Ti senti molto legato all’Argentina?
Quando sono arrivato a Milano facevo finta di essere un designer italiano, o almeno europeo. Poi un collega mi ha detto: “Rispetto a noi, la tua forma di vedere è totalmente diversa. E la devi rispettare.” Più sei onesto con te stesso, più sei onesto con le persone con cui vuoi lavorare. Quando ho iniziato a far vedere il mio lavoro in un modo diverso, il mio modo, tornando alle mie origini, e si sono aperte tante porte: avevo la mia visione. Non necessariamente più originale, sicuramente più autentica. Più vicina ai miei valori, che volevo trasmettere nelle cose che facevo.

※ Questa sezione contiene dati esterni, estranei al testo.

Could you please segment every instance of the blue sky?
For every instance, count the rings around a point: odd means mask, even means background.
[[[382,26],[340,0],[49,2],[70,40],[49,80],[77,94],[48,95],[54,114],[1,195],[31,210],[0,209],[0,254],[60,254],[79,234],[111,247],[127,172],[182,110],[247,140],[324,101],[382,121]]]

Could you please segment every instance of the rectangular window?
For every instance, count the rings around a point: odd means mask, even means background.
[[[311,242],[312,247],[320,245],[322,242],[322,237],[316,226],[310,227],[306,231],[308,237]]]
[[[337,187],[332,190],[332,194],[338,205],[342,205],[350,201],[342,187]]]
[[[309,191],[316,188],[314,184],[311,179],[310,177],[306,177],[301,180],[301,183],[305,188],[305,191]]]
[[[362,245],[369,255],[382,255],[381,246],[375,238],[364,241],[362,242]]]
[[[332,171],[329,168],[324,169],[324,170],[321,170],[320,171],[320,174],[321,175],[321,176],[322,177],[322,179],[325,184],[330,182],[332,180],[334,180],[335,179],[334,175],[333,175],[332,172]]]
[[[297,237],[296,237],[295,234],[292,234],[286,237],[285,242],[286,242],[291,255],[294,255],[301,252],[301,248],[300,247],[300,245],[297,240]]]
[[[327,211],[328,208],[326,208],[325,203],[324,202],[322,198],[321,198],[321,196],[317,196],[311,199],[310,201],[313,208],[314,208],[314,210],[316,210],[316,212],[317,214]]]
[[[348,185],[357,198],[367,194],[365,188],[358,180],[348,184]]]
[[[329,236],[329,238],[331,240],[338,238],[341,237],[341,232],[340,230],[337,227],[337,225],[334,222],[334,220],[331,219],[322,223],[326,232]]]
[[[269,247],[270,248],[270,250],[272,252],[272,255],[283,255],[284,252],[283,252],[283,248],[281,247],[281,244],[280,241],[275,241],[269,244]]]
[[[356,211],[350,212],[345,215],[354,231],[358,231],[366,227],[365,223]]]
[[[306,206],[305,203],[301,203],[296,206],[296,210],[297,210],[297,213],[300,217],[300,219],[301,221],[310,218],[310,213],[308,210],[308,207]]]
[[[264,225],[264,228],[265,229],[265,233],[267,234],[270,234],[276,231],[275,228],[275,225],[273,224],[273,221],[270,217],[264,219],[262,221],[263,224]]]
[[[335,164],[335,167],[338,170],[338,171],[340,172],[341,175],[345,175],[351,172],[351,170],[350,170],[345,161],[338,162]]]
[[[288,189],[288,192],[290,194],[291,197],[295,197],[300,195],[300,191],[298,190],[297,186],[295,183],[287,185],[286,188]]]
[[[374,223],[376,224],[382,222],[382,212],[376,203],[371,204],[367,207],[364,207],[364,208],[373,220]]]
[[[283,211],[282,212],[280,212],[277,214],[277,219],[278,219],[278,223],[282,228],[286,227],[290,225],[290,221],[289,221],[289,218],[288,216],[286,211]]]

Hai vissuto in Europa e in Argentina. Cosa ti danno questi due posti così diversi?
L’Europa mi ha dato una visione più professionale, con le aziende non devi faticare per far capire il valore del design. Qui è tutto diverso: né il mercato né la capacità industriale e commerciale sono forti. L’Argentina però mi ha dato la libertà di fare quello che avevo voglia di fare. Quando sei a casa tua è come nuotare in acqua trasparente, vedi tutto. Qui sono più rilassato. E sono uno uno dei pochi progettisti argentini che riesce a lavorare con aziende locali ed estere.

Progetti per il futuro?
Lavoro con azienda colombiana, Verdi, che si presenta al Salone; con cc-tapis; sono anche uno dei designer scelti da Louis Vuitton per la loro prima collezione Casa. Poi sto lavorando con Ethel, azienda brasiliana, e con tante realtà argentine. Ho anche iniziato a lavorare come interior designer, per case e soprattutto alberghi: una bella sfida. Ma mi piace pensare a tutti i dettagli di un progetto, come in Apacheta realizzato per Loro Piana nel 2023: mi hanno dato carta bianca, ho scelto anche il colore della pelle della cartella stampa. Forse anche troppe decisioni da prendere, ma l’opportunità era unica ed è stato il grande stimolo.

Adesso sto lavorando al libro sui miei primi venti anni da designer. Uscirà nel 2027 e parlerà di tante cose: di oggetti che mi hanno emozionato, di processi, di tecniche di lavorazione, di texture. Dico sempre di essere un artigiano nel corpo di un industrial designer. Ho sempre cercato di collegare queste due dimensioni. La dimensione artigianale è come una firma, ogni pezzo è unico. Porta il segno di chi lo ha fatto, il suo Dna. Irripetibile. E questo mi piace da matti.